ENVIRONMENT: Cisco ASA Firewalls, Blue Coat Proxy Servers, Imperva, Checkpoint Firewall, Cisco Router 7600,7200,3800 and Cisco Catalyst Switch 6509, 3550, Juniper (EX4550, EX4220) Switches, Juniper (SRX, E series, ACX Series, PTX Series) Routers Juniper Routers MX 240 series, 480 Series, Juniper Switches EX4550, EX 2200, Juniper Firewall SRX 3600.

Confidential

Network Engineer

• Monitor, configure changes on installed Cisco networking devices such as Routers and Switches to address network related issues/problems.
• Troubleshot TCP/IP problems and connectivity issues in multi-protocol Ethernet environment. 
• Configured VLAN, Spanning tree, VSTP, SNMP on Cisco Catalyst Switch 6500, Juniper EX series switches and RIP, OSPF and Static routing on Cisco 7600 and Juniper MX 240 series Routers.
• Analyzed and corrected network troubles and system performance issues.
• Project design and proposal of large networks to key account customers and enterprises such as SDH, PBX, Frame-Relay (other WAN project designs) and offshore systems.
• Configured Cisco IOS Feature Set, NAT and Simple Network Management Protocol (SNMP) for Network Security implementation.
• Monitored network performance to improve the backup strategy using Solar winds.
• Implemented network security for remote access by configuring site to site and clients tosite VPN tunnels through multiple Cisco VPN concentrators and Checkpoint firewalls and maintained access policies for remote users. 
• Project design of computer networks inclusive of structured cabling (fiber-optic or UTP, voice and data alike), active devices (servers, switches, routers and other network appliances).
• Maintains system log and documentation.
• Refined IPS Policy and Created Rules according to the Security Standard. 
• Managed successful delivery of massive security response portfolio including Splunk, Cisco ISE. 
• Evaluation of new and upcoming IT equipment to be used for prospect projects.

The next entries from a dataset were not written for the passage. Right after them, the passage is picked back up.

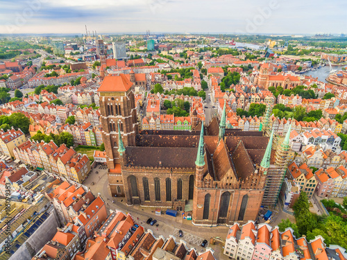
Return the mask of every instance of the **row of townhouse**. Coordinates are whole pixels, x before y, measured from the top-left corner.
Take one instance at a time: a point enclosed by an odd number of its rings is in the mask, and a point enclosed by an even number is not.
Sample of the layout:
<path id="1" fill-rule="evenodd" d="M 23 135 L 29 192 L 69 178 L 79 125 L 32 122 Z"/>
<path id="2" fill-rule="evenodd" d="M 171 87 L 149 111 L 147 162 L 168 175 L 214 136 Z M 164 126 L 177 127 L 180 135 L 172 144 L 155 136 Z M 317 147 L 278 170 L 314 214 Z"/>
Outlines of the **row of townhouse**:
<path id="1" fill-rule="evenodd" d="M 67 132 L 74 137 L 74 144 L 83 146 L 100 146 L 103 143 L 100 125 L 93 126 L 90 122 L 70 125 L 67 123 L 60 128 L 61 132 Z"/>
<path id="2" fill-rule="evenodd" d="M 162 83 L 162 87 L 164 89 L 182 89 L 183 87 L 194 87 L 195 90 L 201 90 L 201 80 L 198 78 L 185 78 L 184 80 L 169 80 Z"/>
<path id="3" fill-rule="evenodd" d="M 76 110 L 71 112 L 69 116 L 75 116 L 78 124 L 90 122 L 92 125 L 100 124 L 100 109 L 94 110 L 92 107 L 78 107 Z"/>
<path id="4" fill-rule="evenodd" d="M 20 129 L 16 130 L 12 127 L 6 132 L 0 130 L 0 152 L 3 156 L 7 157 L 7 159 L 13 157 L 13 149 L 26 141 L 26 137 Z"/>
<path id="5" fill-rule="evenodd" d="M 298 186 L 299 189 L 295 191 L 297 195 L 291 200 L 288 200 L 285 196 L 282 199 L 283 202 L 286 201 L 285 207 L 290 205 L 291 207 L 301 192 L 306 193 L 309 198 L 314 193 L 322 198 L 345 197 L 347 195 L 347 170 L 344 166 L 336 168 L 333 166 L 320 168 L 313 173 L 309 164 L 304 163 L 298 166 L 296 162 L 293 162 L 288 166 L 286 178 L 294 182 L 292 187 Z M 287 192 L 284 193 L 287 196 Z"/>
<path id="6" fill-rule="evenodd" d="M 341 151 L 341 138 L 332 130 L 314 128 L 298 134 L 295 130 L 291 131 L 289 145 L 292 150 L 301 152 L 310 145 L 319 146 L 323 151 Z"/>
<path id="7" fill-rule="evenodd" d="M 94 103 L 94 96 L 96 96 L 94 92 L 76 92 L 71 95 L 71 101 L 74 105 L 92 105 Z"/>
<path id="8" fill-rule="evenodd" d="M 40 104 L 32 103 L 26 106 L 23 110 L 29 114 L 44 114 L 56 116 L 57 123 L 65 123 L 65 120 L 70 114 L 76 109 L 76 106 L 72 104 L 65 105 L 56 105 L 49 104 L 48 102 L 43 102 Z"/>
<path id="9" fill-rule="evenodd" d="M 219 114 L 221 114 L 221 110 L 219 107 L 222 104 L 221 103 L 223 101 L 219 101 L 219 106 L 218 109 Z M 265 117 L 264 116 L 248 116 L 248 117 L 240 117 L 235 113 L 228 103 L 226 103 L 226 107 L 228 111 L 227 114 L 227 124 L 228 123 L 235 128 L 238 129 L 242 129 L 243 131 L 248 131 L 249 129 L 259 130 L 260 125 L 264 125 Z M 347 132 L 347 120 L 344 123 L 340 123 L 335 119 L 323 119 L 313 121 L 298 121 L 296 119 L 286 119 L 283 118 L 280 119 L 279 118 L 271 115 L 270 116 L 269 121 L 270 128 L 273 130 L 275 134 L 278 135 L 284 135 L 288 131 L 289 125 L 291 125 L 291 130 L 295 130 L 298 134 L 302 134 L 304 132 L 312 131 L 315 128 L 318 128 L 321 130 L 330 130 L 335 134 L 341 132 L 346 133 Z M 252 127 L 250 127 L 252 125 Z"/>
<path id="10" fill-rule="evenodd" d="M 58 77 L 47 77 L 45 78 L 44 76 L 47 71 L 43 71 L 36 74 L 35 76 L 31 78 L 28 80 L 28 84 L 30 87 L 36 87 L 40 85 L 44 86 L 48 85 L 58 85 L 60 86 L 63 84 L 69 84 L 71 80 L 76 80 L 79 77 L 84 77 L 86 80 L 92 78 L 92 74 L 90 74 L 88 71 L 82 72 L 74 72 L 70 73 L 67 73 Z"/>
<path id="11" fill-rule="evenodd" d="M 76 153 L 65 144 L 27 141 L 13 150 L 16 159 L 34 168 L 81 183 L 90 172 L 90 161 L 85 155 Z"/>
<path id="12" fill-rule="evenodd" d="M 33 260 L 216 259 L 211 250 L 199 252 L 172 236 L 155 237 L 130 214 L 111 210 L 108 216 L 100 197 L 83 206 L 85 209 L 81 210 L 63 228 L 58 229 L 53 239 Z"/>
<path id="13" fill-rule="evenodd" d="M 142 119 L 142 130 L 191 130 L 192 118 L 190 116 L 175 116 L 174 114 L 151 114 Z"/>
<path id="14" fill-rule="evenodd" d="M 338 106 L 340 103 L 340 99 L 337 98 L 332 98 L 330 99 L 307 99 L 303 98 L 299 95 L 294 96 L 291 94 L 290 96 L 279 95 L 277 97 L 277 103 L 289 106 L 302 105 L 307 107 L 312 105 L 315 110 L 323 110 L 325 108 L 333 108 Z"/>
<path id="15" fill-rule="evenodd" d="M 322 236 L 309 242 L 305 237 L 296 239 L 290 227 L 280 232 L 278 227 L 266 223 L 256 227 L 250 220 L 240 227 L 236 223 L 229 229 L 223 253 L 237 260 L 346 259 L 345 249 L 327 248 Z"/>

ENVIRONMENT:Cisco Router 7600,7200,3800 and Cisco Catalyst Switch 6509, 3550, Juniper(EX4550,EX4220)Switches, Juniper(SRX, E series, ACX Series, PTX Series) Routers .

Confidential 

Jr. Network Security Engineer

• Configured settings of the networking devices (Cisco Router, switches) co-coordinating with the system/Network administrator during any major changes and implementation
• Configured FTP server for inside/outside users & vendors.
• Configured and administered Cisco Switches 6500/3750/3550 , and Cisco Routers 7200/3900/2900.   
• Configured the Cisco router as IP Firewall and for NATing Configured RSTP, MST and used VTP with 802.1q trunk encapsulation.
• Provided port binding, port security and router redundancy through HSRP.
• Experienced in Cisco switches and routers: Physical cabling, IP addressing, Wide Area Network configurations.
• Responsible for Internal and external accounts and, managing LAN/WAN and checking for Security
• Assisted in backing up, restoring and upgrading the Router and Switch IOS
• Designed ACLs, VLANs, troubleshooting IP addressing issues and taking back up of the configurations on switches and routers.
• Secured configurations of SSL/VPN connections, Troubleshot CISCO ASA firewalls.
• Switching related tasks included implementing VLANS and configuring ISL trunk on Fast-Ethernet and Gigabit Ethernet channel between switches.
• Monitored network traffic with the help of Qradar and Cisco IPS event viewer. 
• Monitored multiple applications using single Solarwinds Dashboard.
• Assisted hospital campus for VOIP network management and troubleshooting.

Environments: Cisco Routers 3600, 2600 series and Cisco Catalyst Series Switches 6500,3500, 2900,1900,Juniper Switches M320, QFX 5100 Juniper Routers T640, MX 240, F5 Load Balancer.